O nome dele é uma declaração de guerra sem tréguas. O novo chefe do Hamas, Yahya Sinwar, é o arquiteto da barbárie de 7 de outubro, foi ele quem planeou e ordenou às Brigadas al Qassam que entrassem de modo maciço em Israel para causar o maior mal possível: violentar, abusar, destruir, raptar e matar quem estava num festival musical. Mataram naquela madrugada 1198 pessoas e sequestraram 252.

A guerra que então foi desencadeada e que agora entra no 11º mês de devastação em represália sobre Gaza, tem Sinwar como principal alvo de Israel. Mas ele não só continua a escapar às operações militares e dos serviços secretos de Israel, julga-se que por entre o que resta de uns 500 quilómetros de túneis em Gaza.

Sinwar, agora com 62 anos, representa a ala mais dura e violenta dentro do Hamas. Ao contrário de Ismail Haniyeh, o anterior líder, assassinado na semana passada, que defendia o diálogo e aparecia a dar a cara por soluções políticas (estava nas negociações em Doha, onde residia, com o Qatar a acolher esta sede política do Hamas no exterior), Sinwar tem percurso sanguinário com muito da vida dedicada à organização de operações terroristas que lhe valeram a condenação em Israel a quatro penas de prisão perpétua.

Sinwar passou 22 anos numa prisão israelita. Mas o Hamas soube forçar a libertação dele numa muito delicada troca de prisioneiros. Israel cedeu para recuperar quem muito queria de volta, mas deve estar desde então em arrependimento por libertar quem passou a ser o fugidio inimigo número um. Sinwar está entre os que no Hamas têm como ambição a extinção do estado de Israel.

É uma surpresa esta escolha de Sinwar para chefe máximo do Hamas. Contraria o que se conhece dos regulamentos internos do movimento, onde está previsto que o chefe máximo esteja baseado fora de Gaza.

O nome que aparecia como sucessor mais natural de Ismail Haniyeh é o de Khaled Meshaal, ex-governante em Gaza, um homem com perfil negociador e que já desde 2017 defende uma estratégia diplomática que leve à criação do estado da Palestina ao lado do de Israel. Sinwar procurou sempre minar essa via de Meshaal e, para isso, tratou de afastar das linhas de poder no Hamas todos os apoiantes da opção negociada.

É assim que Sinwar conseguiu agora ser eleito pela Shura, uma espécie de assembleia de dirigentes do Hamas.

A renuncia à via diplomática

Esta escolha significa que o comando do Hamas renuncia à via diplomática explorada, com muitos ziguezagues, nos últimos meses pela liderança Haniyeh. O novo poder prefere existir como movimento clandestino de guerrilha com o líder escondido nos túneis de Gaza.

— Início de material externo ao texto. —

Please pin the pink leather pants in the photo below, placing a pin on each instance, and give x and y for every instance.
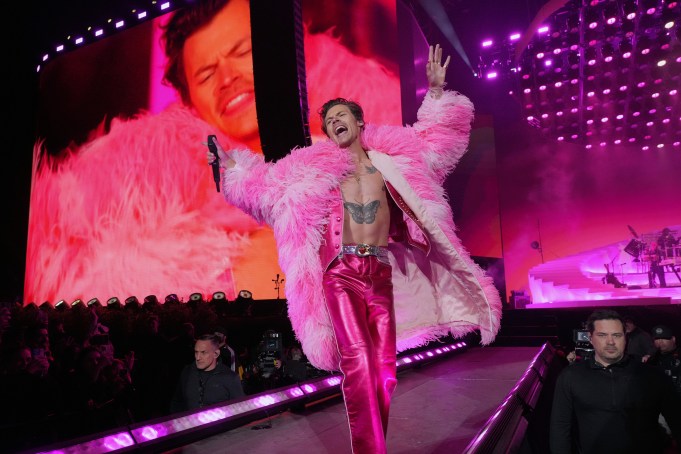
(359, 296)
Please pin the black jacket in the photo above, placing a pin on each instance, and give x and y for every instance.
(612, 409)
(197, 388)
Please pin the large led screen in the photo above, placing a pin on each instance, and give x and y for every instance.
(122, 200)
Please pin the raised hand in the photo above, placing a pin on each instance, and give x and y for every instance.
(435, 70)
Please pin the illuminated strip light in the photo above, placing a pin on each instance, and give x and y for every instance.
(535, 372)
(247, 409)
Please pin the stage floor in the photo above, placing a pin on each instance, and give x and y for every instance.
(437, 408)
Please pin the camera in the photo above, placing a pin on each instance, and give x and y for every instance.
(583, 347)
(271, 351)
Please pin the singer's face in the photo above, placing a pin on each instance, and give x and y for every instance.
(219, 69)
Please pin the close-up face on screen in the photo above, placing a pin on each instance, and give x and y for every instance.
(122, 201)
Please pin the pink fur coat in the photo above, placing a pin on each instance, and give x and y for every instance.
(444, 292)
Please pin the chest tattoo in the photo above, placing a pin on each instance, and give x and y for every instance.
(363, 213)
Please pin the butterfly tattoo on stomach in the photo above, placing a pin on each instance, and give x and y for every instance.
(363, 213)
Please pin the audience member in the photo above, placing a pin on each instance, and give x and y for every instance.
(227, 353)
(639, 342)
(611, 402)
(668, 355)
(207, 381)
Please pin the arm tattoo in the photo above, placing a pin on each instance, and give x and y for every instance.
(363, 213)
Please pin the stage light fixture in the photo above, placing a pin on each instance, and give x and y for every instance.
(245, 294)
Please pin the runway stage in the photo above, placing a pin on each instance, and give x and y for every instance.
(437, 408)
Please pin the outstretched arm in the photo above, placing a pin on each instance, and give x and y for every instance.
(444, 119)
(436, 71)
(246, 182)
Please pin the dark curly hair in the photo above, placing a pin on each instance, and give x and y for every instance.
(180, 27)
(355, 109)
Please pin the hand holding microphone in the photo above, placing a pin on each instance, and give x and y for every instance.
(217, 158)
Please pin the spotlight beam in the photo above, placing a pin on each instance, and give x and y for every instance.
(439, 16)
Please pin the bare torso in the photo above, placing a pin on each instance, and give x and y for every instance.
(367, 215)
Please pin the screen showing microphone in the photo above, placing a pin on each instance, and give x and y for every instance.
(216, 163)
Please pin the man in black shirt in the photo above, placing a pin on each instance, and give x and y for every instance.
(610, 402)
(668, 355)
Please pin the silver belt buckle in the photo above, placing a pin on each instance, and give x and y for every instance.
(362, 250)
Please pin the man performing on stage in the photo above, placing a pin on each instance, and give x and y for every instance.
(366, 238)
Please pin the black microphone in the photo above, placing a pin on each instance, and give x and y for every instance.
(216, 162)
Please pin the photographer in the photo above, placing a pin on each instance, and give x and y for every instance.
(668, 355)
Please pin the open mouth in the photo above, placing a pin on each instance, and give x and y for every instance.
(236, 104)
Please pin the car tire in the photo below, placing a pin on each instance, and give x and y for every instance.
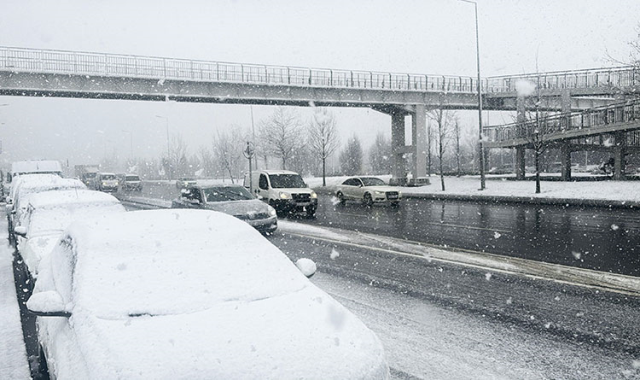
(42, 371)
(367, 200)
(311, 212)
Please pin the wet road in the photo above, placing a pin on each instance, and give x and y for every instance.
(592, 238)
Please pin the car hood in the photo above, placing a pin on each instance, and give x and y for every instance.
(304, 334)
(382, 188)
(36, 247)
(243, 207)
(295, 190)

O Qatar, em justificação da presença no seu território da liderança política do Hamas, já tinha feito saber que acolhia Haniyeh com o objetivo de facilitar a negociação do cessar-fogo como primeiro passo para acordo geral de paz.

O choque no topo do Hamas entre Sinwar e Meshaal também significa o choque entre duas linhas políticas dominantes na região: Meshaal tinha o apoio discreto e financiamento da Turquia e das monarquias do Golfo; Sinwar é o preferido pela liderança religiosa do Irão, também pelo presidente Assad da Síria.

Podemos imaginar a eleição de Sinwar para o topo do Hamas como a primeira das represálias do eixo Irão-Hamas-Hezbollah-Houthis pelos recentes assassinatos em Teerão (Haniyeh, líder do Hamas) e em Beirute (Fouad Chokr, comandante do Hezbollah).

Mas também há que ter em conta uma coincidência entre Sinwar e Netanyahu: ambos querem a continuação da guerra até à (impossível) eliminação da outra parte.

Assim sendo, fica muito mais remota a possibilidade de os negociadores internacionais conseguirem a trégua e a libertação dos reféns.

É facto que há ocasiões em que o pior cenário (o atual) é o que força a alguma forma de intervenção externa capaz para impor o compromisso.